Following on a successful launch last year of a budget tablet, Tesco is planning to introduce an Android smartphone by the end of 2014.
Launched last September, the Hudl tablet sold 400,000 units in its first three months and has subsequently sold more than 550,000. With an introductory price of at £119 ($200) but with fewer features than Apple's iPad, the Hudl was designed to compete with Amazon's Kindle and other mid-level tablets. An upgrade, the Hudl 2, arrives this September.
But the surprising news last week was that the U.K's largest supermarket chain plans to introduce a smartphone with specs 'comparable' to Android models such as Samsung's Galaxy S5, albeit again at a cheaper price.

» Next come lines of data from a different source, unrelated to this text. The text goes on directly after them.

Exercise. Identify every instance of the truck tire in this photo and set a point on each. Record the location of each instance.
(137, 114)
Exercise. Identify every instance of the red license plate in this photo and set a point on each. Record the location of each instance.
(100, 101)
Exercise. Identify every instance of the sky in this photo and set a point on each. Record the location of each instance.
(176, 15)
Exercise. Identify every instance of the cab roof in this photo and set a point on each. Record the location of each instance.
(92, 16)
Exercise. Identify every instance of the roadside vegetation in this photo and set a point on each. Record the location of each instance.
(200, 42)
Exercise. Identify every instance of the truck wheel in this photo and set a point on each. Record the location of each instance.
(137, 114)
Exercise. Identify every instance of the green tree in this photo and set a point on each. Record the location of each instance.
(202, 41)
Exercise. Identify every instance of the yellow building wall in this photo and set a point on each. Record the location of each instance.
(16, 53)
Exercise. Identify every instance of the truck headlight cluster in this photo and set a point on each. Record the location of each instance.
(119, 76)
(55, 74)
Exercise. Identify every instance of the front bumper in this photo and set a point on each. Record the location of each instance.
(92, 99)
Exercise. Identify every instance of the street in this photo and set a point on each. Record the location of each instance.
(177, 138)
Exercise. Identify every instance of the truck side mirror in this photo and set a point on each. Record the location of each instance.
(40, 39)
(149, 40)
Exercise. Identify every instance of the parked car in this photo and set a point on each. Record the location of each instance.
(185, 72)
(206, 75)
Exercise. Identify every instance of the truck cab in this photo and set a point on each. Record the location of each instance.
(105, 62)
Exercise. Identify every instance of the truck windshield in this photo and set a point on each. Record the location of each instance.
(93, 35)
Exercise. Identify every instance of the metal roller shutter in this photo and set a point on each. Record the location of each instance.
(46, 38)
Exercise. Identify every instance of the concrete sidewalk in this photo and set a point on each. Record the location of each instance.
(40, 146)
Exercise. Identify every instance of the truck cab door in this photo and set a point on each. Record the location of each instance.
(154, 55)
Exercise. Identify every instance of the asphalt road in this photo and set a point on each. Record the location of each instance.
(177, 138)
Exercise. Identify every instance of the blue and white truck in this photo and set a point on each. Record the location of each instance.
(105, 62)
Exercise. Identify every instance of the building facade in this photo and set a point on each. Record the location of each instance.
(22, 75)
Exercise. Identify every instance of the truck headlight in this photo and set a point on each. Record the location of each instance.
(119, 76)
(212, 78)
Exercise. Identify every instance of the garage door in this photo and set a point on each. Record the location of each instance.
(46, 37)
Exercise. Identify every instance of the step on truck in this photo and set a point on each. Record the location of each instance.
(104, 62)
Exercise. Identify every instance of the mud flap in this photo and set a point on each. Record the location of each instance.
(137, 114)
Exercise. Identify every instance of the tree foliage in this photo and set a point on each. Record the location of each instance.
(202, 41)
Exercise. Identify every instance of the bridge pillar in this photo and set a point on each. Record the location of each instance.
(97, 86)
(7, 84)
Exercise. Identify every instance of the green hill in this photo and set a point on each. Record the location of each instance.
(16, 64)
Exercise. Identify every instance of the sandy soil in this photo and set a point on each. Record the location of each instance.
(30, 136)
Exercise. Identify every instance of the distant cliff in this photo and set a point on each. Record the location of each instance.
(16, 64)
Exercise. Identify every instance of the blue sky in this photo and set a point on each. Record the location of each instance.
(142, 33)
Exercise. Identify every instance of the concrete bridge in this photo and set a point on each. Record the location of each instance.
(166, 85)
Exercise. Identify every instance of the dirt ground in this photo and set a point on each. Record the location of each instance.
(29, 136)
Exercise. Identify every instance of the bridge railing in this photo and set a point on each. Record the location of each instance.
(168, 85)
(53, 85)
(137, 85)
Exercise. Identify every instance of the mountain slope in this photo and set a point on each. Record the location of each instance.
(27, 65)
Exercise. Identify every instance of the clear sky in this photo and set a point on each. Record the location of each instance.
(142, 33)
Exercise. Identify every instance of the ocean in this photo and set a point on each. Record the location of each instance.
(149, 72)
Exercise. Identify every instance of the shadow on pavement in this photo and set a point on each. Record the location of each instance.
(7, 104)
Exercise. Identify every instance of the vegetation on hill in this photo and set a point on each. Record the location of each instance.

Amazon has found strong success with its Kindle and is also reportedly developing a smartphone. The Nook has underperformed for Barnes & Noble.
Much as Kindle is connected to Amazon.com, Tesco's smartphone, and the Hudl, will include a "T-button" to provide instant access to Tesco's digital services, including online shopping for groceries, banking and Blinkbox, the retailer's on-demand music and movie service. A scan-and-pay option is promised to arrive later this year.
Most don't expect Tesco's smartphone will match the specifications of Apple's iPhone or top-notch Android devices, but similarly to other retailer private label efforts around food, apparel and other categories, a slightly scaled back version may offer some appeal.
Matt Warman, head technology writer at The Telegraph, wrote that part of The Hudl's success was that it "appealed to a market that simply didn't think an iPad was for them. The brand appeal of Tesco cuts through the idea that only a certain kind of geek is interested in the latest gadgets."
Still, the technology learning curve for competing with Samsung, HTC, Apple and others is expected to be steep. Markos Zachariadis of Warwick Business School wrote on Forbes.com, "Breaking into that category directly and gaining the slightest market share is going to be very difficult for new starters like Tesco."
What's the likelihood that private label mobile devices will be commonplace over the next 10 years?